- Country: United States
- Language: English
- Genre: Science fiction

Publication
- Published in: The Original Science Fiction Stories
- Media type: Magazine
- Publication date: January 1957

= Strikebreaker (short story) =

"Strikebreaker" is a science fiction short story by American writer Isaac Asimov. It was first published in the January 1957 issue of The Original Science Fiction Stories under the title "Male Strikebreaker" and reprinted in the 1969 collection Nightfall and Other Stories under the original title "Strikebreaker". Asimov has stated that the editorial decision to run the story as "Male Strikebreaker" "represents my personal record for stupid title changes".

"Strikebreaker" originated in June 1956 when Asimov, who then lived in Boston, Massachusetts, was planning a trip to New York City. A group of some three dozen technicians was threatening to go on strike, which would shut down the New York City Subway system. The threatened strike did not happen, and Asimov made the trip, but the situation inspired him to write a story about a strike by a single man that would shut down an entire world.

==Plot summary==
The world of Elsevere is an extrasolar planetoid a hundred miles in diameter. It is home to an insular, idiosyncratic human colony of thirty thousand people, who have inhabited the planet in all three dimensions. A rigid caste system has developed, with each occupation being confined to a particular set of families. A visiting Earth sociologist, Steven Lamorak, learns that Igor Ragusnik has gone on strike.

The Ragusnik family operates Elsevere's waste processing facility and, over the generations, the Ragusniks have become a one-family caste of untouchables, forbidden all contact with the rest of the colony. Igor Ragusnik demands that his family's isolation end. Elsevere's ruling council refuses his demands and, if the strike continues, the planetoid's waste processing machinery will break down and every colonist will die from disease. Although the machinery is not difficult to operate, the taboo is so strong that no other Elseverean will do so.
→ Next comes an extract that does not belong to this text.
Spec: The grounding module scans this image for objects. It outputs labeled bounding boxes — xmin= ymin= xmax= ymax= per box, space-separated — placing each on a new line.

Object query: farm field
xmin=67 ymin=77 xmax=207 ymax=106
Only Lamorak is willing to speak to Ragusnik. As neither side will give in, he reluctantly volunteers to operate the waste processing machinery himself; as an outsider, he has no cultural reservations about doing so. Realizing that the ruling council can always import a strikebreaker, Ragusnik capitulates and returns to work.

Lamorak assures Ragusnik that now that other Elseverians and the rest of the galaxy are aware of how unhappy he is, they will eventually end his family's isolation; Ragusnik is unimpressed. Lamorak then attempts to shake Ragusnik's hand, saying it would be an "honor." Ragusnik replies "I would not shake yours," implying that his help as strikebreaker and role in dehumanizing Ragusnik and his family makes him untouchable.

Lamorak learns that he must leave immediately, as other Elseverians will no longer have anything to do with him. Now that he has worked at Ragusnik's job, he is an untouchable himself.